Se zamparon los restos del pastel de carne. Pammy se acercó a hablar con el chiquillo. Tuvieron una grata conversación sobre los perros del barrio. Las atenciones que ella le prestó le dieron renovados ánimos. Ella creyó que él era consciente de toda la escena, no sólo de su conversación. Disfrutaba al formar parte de todo ello. El niño entre los adultos. Bonito traje. El ambiente. Llegó su madre para llevárselo. Pammy volvió con los demás.
– Lo que yo digo es que basta -dijo entonces Lyle-, y que no sabemos qué significa. Se nos ha caído encima a trozos. Es algo que se adelanta a cualquier planificación. Nos ha salido el tiro por la culata. Aquí y ahora.
– Valles inmensos de espacio y tiempo.
– Si yo tuviera una madre como ésa -dijo Jack-, también saldría a hacer el gamba por los terrados. De todos modos, es lo que hago, anda que no.
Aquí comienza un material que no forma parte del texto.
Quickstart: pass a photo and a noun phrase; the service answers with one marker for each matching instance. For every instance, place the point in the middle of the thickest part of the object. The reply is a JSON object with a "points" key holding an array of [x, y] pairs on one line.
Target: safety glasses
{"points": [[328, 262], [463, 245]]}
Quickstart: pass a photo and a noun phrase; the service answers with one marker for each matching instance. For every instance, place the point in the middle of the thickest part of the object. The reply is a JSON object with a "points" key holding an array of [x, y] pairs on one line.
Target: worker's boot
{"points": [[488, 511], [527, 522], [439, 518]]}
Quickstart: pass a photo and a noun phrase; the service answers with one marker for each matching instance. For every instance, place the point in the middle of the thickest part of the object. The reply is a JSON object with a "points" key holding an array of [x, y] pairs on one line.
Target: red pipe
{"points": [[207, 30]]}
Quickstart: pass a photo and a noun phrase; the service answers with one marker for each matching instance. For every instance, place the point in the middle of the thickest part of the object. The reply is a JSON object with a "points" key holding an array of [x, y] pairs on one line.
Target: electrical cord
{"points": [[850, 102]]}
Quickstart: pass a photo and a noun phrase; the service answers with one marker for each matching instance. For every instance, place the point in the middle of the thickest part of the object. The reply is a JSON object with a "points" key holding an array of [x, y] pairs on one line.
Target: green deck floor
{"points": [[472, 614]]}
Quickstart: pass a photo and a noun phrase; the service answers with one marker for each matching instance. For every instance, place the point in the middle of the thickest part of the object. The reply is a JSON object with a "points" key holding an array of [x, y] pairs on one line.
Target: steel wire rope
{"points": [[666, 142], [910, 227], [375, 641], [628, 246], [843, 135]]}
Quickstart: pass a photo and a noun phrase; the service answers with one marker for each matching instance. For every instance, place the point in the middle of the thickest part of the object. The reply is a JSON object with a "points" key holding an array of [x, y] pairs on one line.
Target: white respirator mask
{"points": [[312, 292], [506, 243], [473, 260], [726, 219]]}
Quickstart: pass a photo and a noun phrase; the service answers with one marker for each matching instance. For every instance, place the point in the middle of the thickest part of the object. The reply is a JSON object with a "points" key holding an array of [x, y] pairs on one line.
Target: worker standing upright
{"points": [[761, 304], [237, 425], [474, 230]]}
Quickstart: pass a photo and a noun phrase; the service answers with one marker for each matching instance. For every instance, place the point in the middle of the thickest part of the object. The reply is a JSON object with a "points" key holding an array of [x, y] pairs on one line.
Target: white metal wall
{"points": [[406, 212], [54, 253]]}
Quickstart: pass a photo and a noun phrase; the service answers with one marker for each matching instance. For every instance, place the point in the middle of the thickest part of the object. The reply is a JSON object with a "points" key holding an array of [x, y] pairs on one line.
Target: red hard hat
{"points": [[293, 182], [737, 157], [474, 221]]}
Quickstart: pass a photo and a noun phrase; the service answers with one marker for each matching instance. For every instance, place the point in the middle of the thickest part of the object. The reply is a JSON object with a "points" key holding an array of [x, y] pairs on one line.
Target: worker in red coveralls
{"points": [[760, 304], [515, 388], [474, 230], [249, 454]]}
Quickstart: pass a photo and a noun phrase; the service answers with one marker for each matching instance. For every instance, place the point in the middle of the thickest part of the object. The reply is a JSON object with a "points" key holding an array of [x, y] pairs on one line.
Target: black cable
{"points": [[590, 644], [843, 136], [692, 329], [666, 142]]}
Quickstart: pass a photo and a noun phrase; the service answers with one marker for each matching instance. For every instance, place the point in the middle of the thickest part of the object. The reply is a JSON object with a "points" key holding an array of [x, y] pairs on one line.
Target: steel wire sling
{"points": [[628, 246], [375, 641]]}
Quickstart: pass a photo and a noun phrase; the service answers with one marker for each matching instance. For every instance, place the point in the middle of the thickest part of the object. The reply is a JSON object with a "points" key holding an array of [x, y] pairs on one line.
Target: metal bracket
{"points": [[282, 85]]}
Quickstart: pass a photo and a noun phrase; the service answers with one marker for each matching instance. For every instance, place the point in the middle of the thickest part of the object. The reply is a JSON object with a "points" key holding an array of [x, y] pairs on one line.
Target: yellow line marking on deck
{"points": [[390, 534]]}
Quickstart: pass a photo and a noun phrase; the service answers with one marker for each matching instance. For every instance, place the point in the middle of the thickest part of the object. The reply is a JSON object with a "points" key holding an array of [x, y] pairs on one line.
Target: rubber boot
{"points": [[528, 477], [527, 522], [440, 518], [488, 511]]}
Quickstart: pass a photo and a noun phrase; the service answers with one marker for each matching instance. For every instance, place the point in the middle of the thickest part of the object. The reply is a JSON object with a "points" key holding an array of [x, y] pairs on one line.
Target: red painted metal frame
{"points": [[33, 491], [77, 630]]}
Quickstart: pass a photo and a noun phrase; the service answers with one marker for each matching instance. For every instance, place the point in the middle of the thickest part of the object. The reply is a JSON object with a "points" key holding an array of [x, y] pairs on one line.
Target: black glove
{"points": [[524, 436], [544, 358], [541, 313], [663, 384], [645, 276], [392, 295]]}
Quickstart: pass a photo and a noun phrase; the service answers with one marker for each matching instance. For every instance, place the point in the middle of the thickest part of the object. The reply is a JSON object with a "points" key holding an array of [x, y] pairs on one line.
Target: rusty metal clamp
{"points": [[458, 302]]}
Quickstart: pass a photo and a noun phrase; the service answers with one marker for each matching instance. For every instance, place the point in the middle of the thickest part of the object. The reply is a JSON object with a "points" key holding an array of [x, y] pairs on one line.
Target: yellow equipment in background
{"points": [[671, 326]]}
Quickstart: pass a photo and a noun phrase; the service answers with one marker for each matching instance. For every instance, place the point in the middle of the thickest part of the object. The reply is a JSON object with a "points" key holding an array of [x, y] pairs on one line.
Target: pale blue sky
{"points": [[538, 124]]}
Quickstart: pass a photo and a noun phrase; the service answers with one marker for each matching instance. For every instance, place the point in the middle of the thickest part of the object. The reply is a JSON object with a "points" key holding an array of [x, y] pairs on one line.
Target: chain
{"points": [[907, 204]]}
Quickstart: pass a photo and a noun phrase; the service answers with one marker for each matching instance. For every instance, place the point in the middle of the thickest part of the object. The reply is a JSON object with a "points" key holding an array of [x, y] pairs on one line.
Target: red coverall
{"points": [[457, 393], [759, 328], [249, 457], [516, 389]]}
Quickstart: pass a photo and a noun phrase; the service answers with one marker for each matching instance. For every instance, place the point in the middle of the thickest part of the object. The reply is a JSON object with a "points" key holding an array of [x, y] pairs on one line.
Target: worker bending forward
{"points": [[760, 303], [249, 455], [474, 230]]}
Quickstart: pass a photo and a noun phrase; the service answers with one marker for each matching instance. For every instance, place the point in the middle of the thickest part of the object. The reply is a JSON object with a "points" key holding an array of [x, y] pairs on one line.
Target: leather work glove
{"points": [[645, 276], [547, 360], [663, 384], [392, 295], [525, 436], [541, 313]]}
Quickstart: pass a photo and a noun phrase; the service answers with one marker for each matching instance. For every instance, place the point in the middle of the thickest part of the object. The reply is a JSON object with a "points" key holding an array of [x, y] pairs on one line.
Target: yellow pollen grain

– ¿Qué es esto? ¿Tequila? -preguntó Ethan-. Yo no quiero esto. Que alguien se lo lleve. SÍ esto es tequila y yo estoy bebiendo tequila, es que algo está gravemente trastocado en el orden de las cosas.
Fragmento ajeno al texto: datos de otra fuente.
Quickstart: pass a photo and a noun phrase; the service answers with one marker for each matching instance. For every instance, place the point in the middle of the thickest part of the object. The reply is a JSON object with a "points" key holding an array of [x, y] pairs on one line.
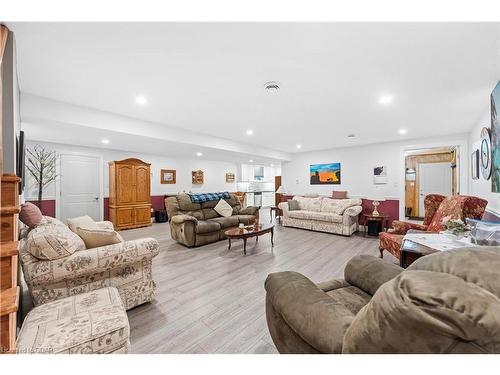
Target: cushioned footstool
{"points": [[93, 322]]}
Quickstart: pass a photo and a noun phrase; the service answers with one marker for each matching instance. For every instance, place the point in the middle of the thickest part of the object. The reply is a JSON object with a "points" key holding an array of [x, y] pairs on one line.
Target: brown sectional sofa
{"points": [[197, 224], [447, 302]]}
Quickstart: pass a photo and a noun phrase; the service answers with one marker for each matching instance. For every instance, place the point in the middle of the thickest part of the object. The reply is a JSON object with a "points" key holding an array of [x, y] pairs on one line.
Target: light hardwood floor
{"points": [[211, 300]]}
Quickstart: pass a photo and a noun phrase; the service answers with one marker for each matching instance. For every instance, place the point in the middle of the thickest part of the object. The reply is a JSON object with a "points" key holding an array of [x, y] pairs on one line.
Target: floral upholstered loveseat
{"points": [[437, 207], [125, 265], [323, 214]]}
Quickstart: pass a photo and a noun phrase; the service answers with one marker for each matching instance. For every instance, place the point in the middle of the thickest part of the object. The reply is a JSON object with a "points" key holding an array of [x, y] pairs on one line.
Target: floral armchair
{"points": [[437, 207]]}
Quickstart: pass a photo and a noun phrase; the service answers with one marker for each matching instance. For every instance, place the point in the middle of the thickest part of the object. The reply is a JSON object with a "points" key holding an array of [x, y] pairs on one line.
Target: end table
{"points": [[382, 219]]}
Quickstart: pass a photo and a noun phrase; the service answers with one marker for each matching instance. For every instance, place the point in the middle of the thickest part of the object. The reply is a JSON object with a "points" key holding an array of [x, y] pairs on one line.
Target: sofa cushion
{"points": [[293, 205], [223, 208], [53, 241], [338, 206], [309, 204], [226, 222], [207, 226], [30, 215], [98, 237], [246, 219], [93, 322], [301, 214], [326, 216]]}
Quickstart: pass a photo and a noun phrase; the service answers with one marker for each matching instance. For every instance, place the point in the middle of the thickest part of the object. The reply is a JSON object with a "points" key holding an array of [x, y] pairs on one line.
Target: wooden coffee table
{"points": [[248, 232]]}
– Mira, da la impresión de que ese avión va a estrellarse.
– Chicos, creo que me estoy poniendo fatal.
– Tenía muchísimas ganas de que esta noche estuviésemos juntos y fuésemos la bomba.
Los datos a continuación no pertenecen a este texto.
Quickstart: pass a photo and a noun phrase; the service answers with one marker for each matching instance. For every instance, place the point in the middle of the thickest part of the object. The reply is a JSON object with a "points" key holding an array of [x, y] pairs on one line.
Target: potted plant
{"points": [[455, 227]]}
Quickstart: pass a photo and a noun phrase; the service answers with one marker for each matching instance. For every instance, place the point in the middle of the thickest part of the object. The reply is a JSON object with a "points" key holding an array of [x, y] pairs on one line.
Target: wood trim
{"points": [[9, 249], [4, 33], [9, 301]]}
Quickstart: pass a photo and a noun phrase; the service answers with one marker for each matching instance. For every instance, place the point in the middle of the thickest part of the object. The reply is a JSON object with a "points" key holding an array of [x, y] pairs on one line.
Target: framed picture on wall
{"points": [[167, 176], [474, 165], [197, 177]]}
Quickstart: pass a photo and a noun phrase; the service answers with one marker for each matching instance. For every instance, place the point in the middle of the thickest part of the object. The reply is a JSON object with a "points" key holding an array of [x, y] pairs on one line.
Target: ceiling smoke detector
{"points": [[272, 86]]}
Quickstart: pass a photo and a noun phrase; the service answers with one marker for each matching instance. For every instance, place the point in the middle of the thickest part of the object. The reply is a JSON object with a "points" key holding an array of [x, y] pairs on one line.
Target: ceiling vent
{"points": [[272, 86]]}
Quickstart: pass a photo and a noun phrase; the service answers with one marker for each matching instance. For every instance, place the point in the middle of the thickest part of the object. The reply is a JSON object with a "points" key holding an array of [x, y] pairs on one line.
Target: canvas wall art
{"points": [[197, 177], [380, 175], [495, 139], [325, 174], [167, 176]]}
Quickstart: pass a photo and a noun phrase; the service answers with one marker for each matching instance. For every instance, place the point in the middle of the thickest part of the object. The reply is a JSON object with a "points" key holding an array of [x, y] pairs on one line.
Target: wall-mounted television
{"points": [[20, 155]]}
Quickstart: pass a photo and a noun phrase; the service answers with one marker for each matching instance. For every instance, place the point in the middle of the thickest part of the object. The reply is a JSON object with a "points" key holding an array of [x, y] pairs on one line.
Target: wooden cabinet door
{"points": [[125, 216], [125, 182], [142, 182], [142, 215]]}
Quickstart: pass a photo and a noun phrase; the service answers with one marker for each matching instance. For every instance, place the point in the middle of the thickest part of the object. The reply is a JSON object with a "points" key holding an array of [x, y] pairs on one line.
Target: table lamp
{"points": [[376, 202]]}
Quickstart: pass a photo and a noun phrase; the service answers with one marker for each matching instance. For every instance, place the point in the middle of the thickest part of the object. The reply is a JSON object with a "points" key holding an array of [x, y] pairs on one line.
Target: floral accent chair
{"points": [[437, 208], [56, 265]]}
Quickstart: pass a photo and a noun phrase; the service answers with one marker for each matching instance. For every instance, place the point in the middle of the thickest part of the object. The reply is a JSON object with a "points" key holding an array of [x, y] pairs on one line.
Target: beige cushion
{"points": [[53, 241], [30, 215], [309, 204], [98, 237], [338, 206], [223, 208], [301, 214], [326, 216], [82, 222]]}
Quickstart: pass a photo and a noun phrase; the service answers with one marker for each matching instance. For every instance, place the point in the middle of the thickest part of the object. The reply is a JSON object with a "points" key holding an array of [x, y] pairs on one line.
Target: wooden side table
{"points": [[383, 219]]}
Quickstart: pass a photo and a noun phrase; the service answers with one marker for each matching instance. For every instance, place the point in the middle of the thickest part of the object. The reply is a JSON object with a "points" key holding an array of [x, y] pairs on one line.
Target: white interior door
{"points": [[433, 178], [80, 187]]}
– Me parece que voy a echar la pastilla dentro de nada.
– Estaba seguro de que se iba a estrellar -dijo Jack.
– No quisiera echarle la culpa al pastel de carne, pero es que me está pasando algo en el estómago, algo que no tendría por qué.
– Va a echar la papa, Lyle. Anda, llévatela de aquí.
– Si hubiésemos bebido algo brillante, la bomba, aún lo entendería. Hace ya mucho que me conformo con lo que no es precisamente lo mejor.
– Lyle, ¿tú fumas? No sabía que fumases. ¿Cuándo has empezado a fumar?
En el espejo del cuarto de baño se miró y vio gotear la sangre. En cierto modo era hermoso. Manaba muy despacio, un fluir idealizado, sin la menor sensación de que hubiese una fuerza que la impelía a fluir. Vio cómo llenaba la sangre la hendidura que se le formaba sobre el labio. Le intrigó el color de su sangre, esa floración carnosa, casi una película de la savia más alegre que se pudiera imaginar. Echó la cabeza por fin para atrás y así quedó un rato, hasta que cesó la hemorragia, y entonces fue a la cocina, donde se hallaba Pammy ante la fregadera humeante. Abrió la nevera comprimiéndola a ella contra la fregadera, un descarado gesto para molestar, ni siquiera una tenue irritación, y sacó un tarro de aceitunas.